週刊RO通信

『怠ける権利』の、「怠ける」の意味

NO.1293

 P・ラファルグ(18421911)の『怠ける権利』(1880)は、著者38歳の作物である。その12年前、K・マルクス(18181883)の次女ラウラと結婚した。彼はフランス労働党を指導し、まさに大活躍の時期であった。

 1891年には投獄中であったが、リール選出の国会議員に当選した。マルクスが「やんちゃな奴だ」と語ったみたいな話も残っている。

 マルクスの親友として活躍したF・エンゲルス(18201895)の『空想より科学へ』(1880)は、超ベストセラーである。同書は、ラファルグがフランスの労働者のために依頼して書いてもらったもので、彼がフランス語に翻訳した。『怠ける権利』と同年の出版である。

 ラファルグは70歳目前に、ラウラと青酸を注射して心中した。体力・気力が衰えて知識人としての活躍ができなくなることを拒否した遺書が残された。当然ながら欧州中の社会主義活動家に痛烈な衝撃を与えた。

 今回は『怠ける権利』(田淵晋也訳)を紹介したい。田淵さんは、この本を「(いまの)時代を生きる生活者の立場から読んでほしい」と後書きされている。わたしも、そのつもりである。

 ラファルグは「労働を神聖なものに祭り上げるのは、神が呪いたもうたものを復権しようというわけだ」と痛罵している。

 フランスの1848年2月革命後、産業革命が本格化していた。しかし、まさにレッセフェール(自由放任)で、労働事情が知的荒廃と働く人々の精神・肉体をむしばんでいた。

 怠けるというのは、サボタージュやボイコットを呼びかけているのではない。ラファルグは、もちろん労働が社会を健全に構築していくために大切だということは百も承知である。

 働く人が、それも幼い子どもも含めて、精神的・肉体的・社会的に健全な生活どころか、人生が破壊されている実情を指弾した。「創造するたのしさがない労働は正しくない」という、働く人への深い同情の念が滲んでいる。

 フランスでは1789年に大革命が勃発した。

 哲学者F・ヘーゲル(17701831)は、「フランス革命は理性が一切のものに対する唯一の尺度」となった。人間が平等だという思想・正義の概念に立った。アナクサゴラス(前500頃~前428頃)が「理性が支配する」と主張したことが、2300年を経て実現したのは、「まことに燦然たる日の出」であったと、深い感動を吐露したのである。

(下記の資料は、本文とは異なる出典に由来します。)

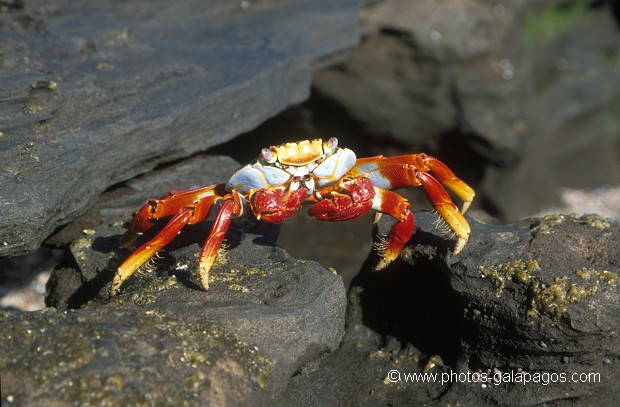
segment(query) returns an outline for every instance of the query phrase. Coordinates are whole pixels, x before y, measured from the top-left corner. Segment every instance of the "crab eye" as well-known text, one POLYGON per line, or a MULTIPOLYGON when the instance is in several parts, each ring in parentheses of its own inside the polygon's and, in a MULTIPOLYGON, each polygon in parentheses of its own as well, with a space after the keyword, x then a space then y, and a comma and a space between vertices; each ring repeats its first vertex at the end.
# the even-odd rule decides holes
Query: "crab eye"
POLYGON ((276 161, 276 157, 270 149, 263 148, 260 153, 269 164, 273 164, 276 161))
POLYGON ((331 154, 338 148, 338 139, 336 137, 332 137, 323 143, 323 148, 326 154, 331 154))

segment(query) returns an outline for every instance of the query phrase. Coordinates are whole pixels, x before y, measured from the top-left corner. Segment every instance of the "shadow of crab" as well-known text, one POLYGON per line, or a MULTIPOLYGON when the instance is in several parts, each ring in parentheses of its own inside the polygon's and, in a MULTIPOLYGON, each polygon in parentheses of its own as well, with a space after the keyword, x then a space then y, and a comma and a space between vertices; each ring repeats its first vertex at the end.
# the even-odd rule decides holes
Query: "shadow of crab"
MULTIPOLYGON (((376 235, 376 233, 375 233, 376 235)), ((417 230, 401 259, 374 271, 379 256, 373 250, 350 286, 350 306, 359 307, 364 326, 394 338, 402 348, 413 345, 426 357, 440 355, 457 362, 461 346, 462 304, 452 290, 445 261, 453 242, 417 230), (405 258, 405 261, 403 261, 405 258)))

 たしかにフランス革命は、「ブルジョワと労働者」が「聖職者と貴族」に対して闘い、勝利した。しかし1871年のパリコンミューンでは、労働者が1.7万人殺され、さらに2月革命では、「ブルジョワと聖職者」が「労働者」の意志を挫いた。かつて革命の核心であった労働者が、いまや「神聖な労働」というお説教のもとで、人間らしい生活どころではない。

 ブルジョワは資本主義と共に太ったが、労働者はまことに惨憺たる状態にある。かつては、「封建貴族対ブルジョワ(実働部隊は労働者)」の闘いだったが、いまは「搾取者対被搾取者」の関係になっている。

 ラファルグの舌鋒は正鵠を射ていた。また、F・エンゲルス『空想より科学へ』では、「有産者と無産者」「資本家と労働者」の対立が発生していること、生産における無政府状態になっていることを主張した。

 さて、ラファルグの「怠ける」ススメには、働く人に「瞑想」の習慣を身につけよとか、スペインには「休息は健康なり」という古来の名言がある。はるか昔、ローマのキケロ(前106~前43)は「金のために労働をくれてやるものは誰でも奴隷だ」と語ったじゃないかなどなど説き起こす。

 ――生産だけで消費を知らない。過剰労働と節約しか知らない――のは、「二重の狂気」ですよと忠告する。

 ラファルグが『怠ける権利』において主張したのは、――働く人が、キリスト教的偽善と資本主義の功利主義が結託している事態に沈没しているのは、君たち自身が、じっくりと考えないからですよ。本当に労働するたのしさを感得するには、各人が、自由に生きるとはどういうことかの地平から、頭を冷やして考えなさい――というにある。これ、いまも生きているではないか。